Capstone Turbine Corporation (NASDAQ:CPST), the microturbine energy systems manufacturer, saw its aftermarket service business increase its margins by 20% during its fiscal third quarter despite lower product shipments.
CEO Darren Jamison expressed optimism that the Van Nuys, California-based company would reach positive adjusted EBITDA by June 2020 thanks to higher gross margins.
Total gross margin increased by $400,000, or 18%, to $2.6 million compared to $2.2 million in the year-ago quarter despite lower product shipments, the firm said on Thursday afternoon as it posted its fiscal 3Q results.
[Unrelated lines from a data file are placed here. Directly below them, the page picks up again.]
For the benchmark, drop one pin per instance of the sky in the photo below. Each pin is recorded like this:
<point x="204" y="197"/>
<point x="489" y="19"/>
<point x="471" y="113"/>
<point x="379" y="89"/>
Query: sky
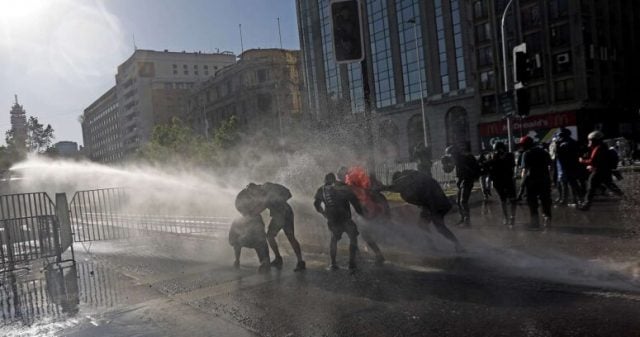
<point x="59" y="56"/>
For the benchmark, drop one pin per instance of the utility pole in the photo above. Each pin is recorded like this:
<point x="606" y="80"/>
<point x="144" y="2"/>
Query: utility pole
<point x="504" y="70"/>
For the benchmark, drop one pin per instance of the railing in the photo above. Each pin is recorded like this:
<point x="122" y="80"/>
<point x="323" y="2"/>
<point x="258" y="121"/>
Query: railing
<point x="117" y="213"/>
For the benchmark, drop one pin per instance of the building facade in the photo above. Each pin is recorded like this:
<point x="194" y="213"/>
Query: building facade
<point x="151" y="87"/>
<point x="582" y="65"/>
<point x="447" y="53"/>
<point x="262" y="90"/>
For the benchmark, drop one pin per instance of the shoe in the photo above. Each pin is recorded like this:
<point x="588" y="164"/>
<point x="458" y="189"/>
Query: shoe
<point x="264" y="268"/>
<point x="300" y="266"/>
<point x="277" y="262"/>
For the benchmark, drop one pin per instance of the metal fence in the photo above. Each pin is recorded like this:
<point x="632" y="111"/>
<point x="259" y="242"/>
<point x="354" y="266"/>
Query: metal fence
<point x="29" y="229"/>
<point x="385" y="171"/>
<point x="118" y="213"/>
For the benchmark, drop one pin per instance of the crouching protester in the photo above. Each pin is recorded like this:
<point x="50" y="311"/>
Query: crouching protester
<point x="337" y="201"/>
<point x="248" y="230"/>
<point x="423" y="191"/>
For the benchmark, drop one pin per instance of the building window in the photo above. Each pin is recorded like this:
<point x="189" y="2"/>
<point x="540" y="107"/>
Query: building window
<point x="537" y="95"/>
<point x="564" y="90"/>
<point x="381" y="50"/>
<point x="457" y="43"/>
<point x="560" y="35"/>
<point x="487" y="80"/>
<point x="479" y="10"/>
<point x="485" y="56"/>
<point x="558" y="9"/>
<point x="412" y="70"/>
<point x="261" y="75"/>
<point x="483" y="32"/>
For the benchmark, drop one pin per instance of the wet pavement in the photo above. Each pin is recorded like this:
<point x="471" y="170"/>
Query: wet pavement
<point x="581" y="277"/>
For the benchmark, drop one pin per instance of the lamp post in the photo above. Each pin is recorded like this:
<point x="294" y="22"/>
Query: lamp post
<point x="425" y="130"/>
<point x="504" y="70"/>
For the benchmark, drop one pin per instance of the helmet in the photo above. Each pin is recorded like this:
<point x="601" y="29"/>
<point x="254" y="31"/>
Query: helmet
<point x="596" y="135"/>
<point x="525" y="141"/>
<point x="499" y="146"/>
<point x="564" y="132"/>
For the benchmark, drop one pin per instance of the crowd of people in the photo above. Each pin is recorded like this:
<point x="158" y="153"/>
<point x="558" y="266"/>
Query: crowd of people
<point x="578" y="176"/>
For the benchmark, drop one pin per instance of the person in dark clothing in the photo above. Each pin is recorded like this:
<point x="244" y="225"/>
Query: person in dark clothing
<point x="423" y="191"/>
<point x="600" y="166"/>
<point x="248" y="231"/>
<point x="537" y="177"/>
<point x="281" y="219"/>
<point x="501" y="167"/>
<point x="337" y="200"/>
<point x="567" y="157"/>
<point x="467" y="172"/>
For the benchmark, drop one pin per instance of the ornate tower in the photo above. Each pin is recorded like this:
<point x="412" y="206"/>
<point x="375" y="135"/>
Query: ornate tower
<point x="19" y="125"/>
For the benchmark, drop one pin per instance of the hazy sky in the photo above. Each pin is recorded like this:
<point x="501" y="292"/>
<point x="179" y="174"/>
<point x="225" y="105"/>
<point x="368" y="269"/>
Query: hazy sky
<point x="59" y="56"/>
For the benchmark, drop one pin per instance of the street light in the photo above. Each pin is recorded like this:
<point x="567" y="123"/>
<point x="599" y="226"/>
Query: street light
<point x="504" y="70"/>
<point x="425" y="130"/>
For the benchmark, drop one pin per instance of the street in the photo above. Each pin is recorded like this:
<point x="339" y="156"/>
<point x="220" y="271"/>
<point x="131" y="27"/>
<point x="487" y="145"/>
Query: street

A major highlight of the quarter was the company’s accessories, parts, service, rental, and Distributor Support System (DSS) revenues of $9.5 million, up 20% from $7.9 million in the year-ago quarter.
Gross margin percentage expanded by 25% to 15% from 12% in the year-ago quarter, but was flat on a sequential basis despite lower revenues, Capstone said.
"Capstone's service, DSS, and rental programs continue to grow according to plan and are the driving forces behind our three-point margin expansion year-over-year despite lower than expected product shipments," Jamison told shareholders in a statement.
"Even on a slightly lower revenue base, our margin expansion illustrates the importance of the high margin aftermarket business we are building and why we remain optimistic and committed to achieving our goal of reaching positive Adjusted EBITDA in the June 2020 quarter.”
Total revenue for the quarter came in at $17.4 million, compared with total revenue of $18 million in the year-ago quarter. The decrease in revenue was the result of lower megawatts shipped due to weakness in the US natural resources market vertical, according to the firm. Net loss per share was $0.59 compared to $0.50 in the year-ago quarter.
Path to profits
Capstone outlined plans to reach positive adjusted EBITDA by improving the business in areas that it has direct control over and that are not directly impacted by external factors like macroeconomic conditions and project delays. Last October, the company announced that it expected to lower its quarterly operating expenses to a range of $5.2 million to $5.7 million, which would potentially generate positive adjusted EBITDA during the first quarter of fiscal 2021, which ends on June 30, 2020.
It also recently announced that it had divided its sales and marketing team into two separate organizations to lower cost and improve overall effectiveness.
In January, it completed significant upgrades to its International Remanufacturing Facility in the UK designed to improve future aftermarket margins.
"We are continuing to execute on our strategic initiatives designed to reduce quarterly cash burn, improve gross margins, lower direct material costs, and lower operating expenses,” Jamison said.
“Importantly, we have built this plan to succeed with conservative revenue assumptions despite our belief that we are in the early stages of a long-term growth cycle being driven by distributed energy generation and energy as a service."
Shares of Capstone traded at $2.66 at Thursday’s close.